Some SchemasProvider
instances may have schema information which is dynamic, based on the active configuration of the system. In such cases, they are responsible for returning information pertinent to the current configuration. For example, the component-registry schema (of the component-registries schemaspace) includes an enumerated property named runtime
. However, the values/choices included in the enum
are a function of what packages are configured. As a result, the get_schemas()
method for the component-registries SchemasProvider
determines, based on installed packages, which entries to add to the runtime
enumeration.
Registration¶
Like Schemaspaces
, SchemasProvider
implementations are discovered via the entrypoints functionality.
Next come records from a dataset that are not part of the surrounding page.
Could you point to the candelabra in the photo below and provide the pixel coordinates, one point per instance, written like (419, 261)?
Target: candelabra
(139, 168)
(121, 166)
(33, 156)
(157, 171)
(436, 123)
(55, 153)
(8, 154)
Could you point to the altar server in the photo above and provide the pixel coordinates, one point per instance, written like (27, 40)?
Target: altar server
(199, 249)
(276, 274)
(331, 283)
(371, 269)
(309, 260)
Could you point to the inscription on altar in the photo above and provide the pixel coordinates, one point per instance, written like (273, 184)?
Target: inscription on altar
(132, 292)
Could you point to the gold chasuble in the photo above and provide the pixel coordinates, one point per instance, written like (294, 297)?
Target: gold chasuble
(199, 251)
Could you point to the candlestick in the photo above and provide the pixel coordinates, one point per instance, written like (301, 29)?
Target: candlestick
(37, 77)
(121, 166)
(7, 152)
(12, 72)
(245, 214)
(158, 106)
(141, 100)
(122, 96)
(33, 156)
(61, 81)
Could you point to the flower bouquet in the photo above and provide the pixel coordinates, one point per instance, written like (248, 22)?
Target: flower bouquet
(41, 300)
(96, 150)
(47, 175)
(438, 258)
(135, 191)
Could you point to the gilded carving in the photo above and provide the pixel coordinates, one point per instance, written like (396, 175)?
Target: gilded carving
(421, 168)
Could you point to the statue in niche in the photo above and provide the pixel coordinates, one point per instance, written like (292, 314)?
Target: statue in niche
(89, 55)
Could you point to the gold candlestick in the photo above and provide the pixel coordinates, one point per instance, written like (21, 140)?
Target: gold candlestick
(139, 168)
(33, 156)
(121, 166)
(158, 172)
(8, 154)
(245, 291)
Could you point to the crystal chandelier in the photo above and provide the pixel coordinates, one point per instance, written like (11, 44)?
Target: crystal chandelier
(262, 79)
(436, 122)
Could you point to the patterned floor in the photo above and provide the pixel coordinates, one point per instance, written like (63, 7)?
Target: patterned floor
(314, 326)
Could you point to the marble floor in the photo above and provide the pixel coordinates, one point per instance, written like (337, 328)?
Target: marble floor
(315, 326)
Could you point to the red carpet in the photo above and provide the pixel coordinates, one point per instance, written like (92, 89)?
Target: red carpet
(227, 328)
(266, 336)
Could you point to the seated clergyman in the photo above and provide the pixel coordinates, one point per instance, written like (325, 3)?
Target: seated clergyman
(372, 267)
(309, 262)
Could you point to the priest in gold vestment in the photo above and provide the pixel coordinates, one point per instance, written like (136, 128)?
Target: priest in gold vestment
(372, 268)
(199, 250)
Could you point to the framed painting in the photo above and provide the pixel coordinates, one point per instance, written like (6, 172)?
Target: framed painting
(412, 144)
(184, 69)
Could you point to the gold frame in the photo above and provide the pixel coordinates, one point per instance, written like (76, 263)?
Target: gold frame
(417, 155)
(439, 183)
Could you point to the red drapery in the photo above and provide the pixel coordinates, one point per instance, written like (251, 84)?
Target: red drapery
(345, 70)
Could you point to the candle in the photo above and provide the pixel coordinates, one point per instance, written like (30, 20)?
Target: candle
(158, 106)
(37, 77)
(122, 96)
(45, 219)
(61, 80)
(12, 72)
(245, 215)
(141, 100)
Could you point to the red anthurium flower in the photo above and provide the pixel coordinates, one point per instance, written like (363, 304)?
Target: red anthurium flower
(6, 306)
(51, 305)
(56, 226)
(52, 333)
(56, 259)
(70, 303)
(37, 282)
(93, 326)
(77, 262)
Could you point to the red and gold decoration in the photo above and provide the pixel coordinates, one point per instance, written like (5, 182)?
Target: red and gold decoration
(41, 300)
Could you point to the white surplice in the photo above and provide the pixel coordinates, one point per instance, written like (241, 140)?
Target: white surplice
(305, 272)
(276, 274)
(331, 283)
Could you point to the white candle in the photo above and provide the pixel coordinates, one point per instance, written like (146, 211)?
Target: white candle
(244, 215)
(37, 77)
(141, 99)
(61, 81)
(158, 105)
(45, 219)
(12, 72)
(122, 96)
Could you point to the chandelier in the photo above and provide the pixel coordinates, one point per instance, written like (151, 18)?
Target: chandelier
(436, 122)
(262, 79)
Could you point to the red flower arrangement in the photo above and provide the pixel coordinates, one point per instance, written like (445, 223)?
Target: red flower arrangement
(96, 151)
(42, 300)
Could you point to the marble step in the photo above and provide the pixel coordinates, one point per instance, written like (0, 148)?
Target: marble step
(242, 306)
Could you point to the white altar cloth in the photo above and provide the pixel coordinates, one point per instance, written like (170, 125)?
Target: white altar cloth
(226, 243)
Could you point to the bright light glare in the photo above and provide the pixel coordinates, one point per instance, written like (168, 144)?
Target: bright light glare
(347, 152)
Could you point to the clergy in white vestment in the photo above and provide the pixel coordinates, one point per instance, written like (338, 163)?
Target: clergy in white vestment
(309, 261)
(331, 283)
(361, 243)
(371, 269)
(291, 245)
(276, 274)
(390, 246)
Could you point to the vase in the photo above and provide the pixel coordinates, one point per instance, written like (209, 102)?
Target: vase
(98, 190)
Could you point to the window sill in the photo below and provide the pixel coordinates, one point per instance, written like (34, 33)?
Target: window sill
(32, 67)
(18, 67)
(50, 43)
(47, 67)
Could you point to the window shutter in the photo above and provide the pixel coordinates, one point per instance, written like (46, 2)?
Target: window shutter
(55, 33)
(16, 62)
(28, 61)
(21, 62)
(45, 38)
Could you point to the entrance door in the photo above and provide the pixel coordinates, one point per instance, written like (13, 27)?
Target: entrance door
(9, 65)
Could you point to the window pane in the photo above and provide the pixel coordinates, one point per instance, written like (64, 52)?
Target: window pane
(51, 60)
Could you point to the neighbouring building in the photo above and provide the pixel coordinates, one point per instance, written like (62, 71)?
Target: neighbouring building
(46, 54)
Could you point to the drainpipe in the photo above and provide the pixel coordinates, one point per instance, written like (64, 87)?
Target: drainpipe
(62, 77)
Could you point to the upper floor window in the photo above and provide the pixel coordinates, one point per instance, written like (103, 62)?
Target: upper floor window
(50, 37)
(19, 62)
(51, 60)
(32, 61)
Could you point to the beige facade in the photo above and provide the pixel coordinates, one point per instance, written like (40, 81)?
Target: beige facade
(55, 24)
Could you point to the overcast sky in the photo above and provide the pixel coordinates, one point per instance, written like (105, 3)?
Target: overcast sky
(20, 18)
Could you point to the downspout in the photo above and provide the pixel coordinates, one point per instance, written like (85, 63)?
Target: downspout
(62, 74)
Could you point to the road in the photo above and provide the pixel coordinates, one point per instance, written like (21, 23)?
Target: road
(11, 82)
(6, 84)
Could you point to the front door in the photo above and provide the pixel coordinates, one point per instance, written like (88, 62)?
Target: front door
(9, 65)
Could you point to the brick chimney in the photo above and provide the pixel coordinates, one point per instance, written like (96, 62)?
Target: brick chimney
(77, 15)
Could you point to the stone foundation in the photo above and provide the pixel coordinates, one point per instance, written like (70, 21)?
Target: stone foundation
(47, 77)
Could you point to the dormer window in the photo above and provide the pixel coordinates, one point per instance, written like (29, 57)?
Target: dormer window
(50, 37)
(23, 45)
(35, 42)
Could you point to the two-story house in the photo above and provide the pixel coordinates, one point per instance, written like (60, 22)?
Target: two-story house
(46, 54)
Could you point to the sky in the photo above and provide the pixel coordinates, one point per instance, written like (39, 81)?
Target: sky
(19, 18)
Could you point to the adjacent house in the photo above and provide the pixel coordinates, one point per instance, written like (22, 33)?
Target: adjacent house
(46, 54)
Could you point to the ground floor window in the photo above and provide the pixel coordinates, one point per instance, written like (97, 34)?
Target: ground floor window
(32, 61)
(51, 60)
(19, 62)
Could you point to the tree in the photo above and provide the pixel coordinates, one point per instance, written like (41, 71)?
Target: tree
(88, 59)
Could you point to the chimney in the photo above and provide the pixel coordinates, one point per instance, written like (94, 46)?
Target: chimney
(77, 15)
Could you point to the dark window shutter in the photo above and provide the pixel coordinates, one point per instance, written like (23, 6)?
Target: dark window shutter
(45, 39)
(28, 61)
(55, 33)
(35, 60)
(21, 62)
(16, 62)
When the SchemaManager
starts, and after it loads all Schemaspaces
, it fetches all entrypoint instances named by the group 'metadata.schemas_providers'
, and uses the entrypoint data to load each found instance.
Here is an example of the schemas_providers entrypoints defined in Elyra:
entry_points={
'metadata.schemas_providers': [
'runtimes = elyra.metadata.schemasproviders:RuntimesSchemas',
'runtimes-images = elyra.metadata.schemasproviders:RuntimeImagesSchemas',
'code-snippets = elyra.metadata.schemasproviders:CodeSnippetsSchemas',
'component-registries = elyra.metadata.schemasproviders:ComponentRegistriesSchemas' ]
}
Implementing Custom Metadata Classes¶
Applications can also influence behavior by introducing their own sublcass of Metadata
to wrap instance data. When this is done, those implementations will be called prior to and after any create, update and delete operations, in addition to following any load (get) operations. As a result, applications can influence what is persisted and what is retrieved.
It should be noted that any exceptions raised from the method overrides will affect the overall operation. This may be warranted in some cases in which the application finds some invariant condition violations, perhaps those that can’t be expressed in the schema, in which the operation should be terminated. If the exceptions are raised in either post_save()
or post_delete()
, the MetadataManager
will also apply a compensating transaction corresponding to the current operation. For example, if an instance is being created and the post_save()
method raises an exception, the MetadataManager
will apply a compensating transaction that deletes the newly-created instance.
Registration¶
Unlike Schemaspaces
and SchemasProvider
registrations, metadata class overrides are registered within their respective schema file via the metadata_class_name
property. The value of this property denotes the dotted notation corresponding to the location of the implementation, the hosting package of which must be installed and locatable. (Note that someday, we may choose to change this value to be an entrypoint name of a well-documented entrypoint group. In such cases, the value would not be “dotted” and, therefore, backwards compatible with the current approach.)
Here’s an example of what the component-registry schema provides:
"metadata_class_name": "elyra.pipeline.component_metadata.ComponentRegistryMetadata"
In this case, the ComponentRegistry
module overrides the post_save()
and post_delete()
methods to update its component’s cache.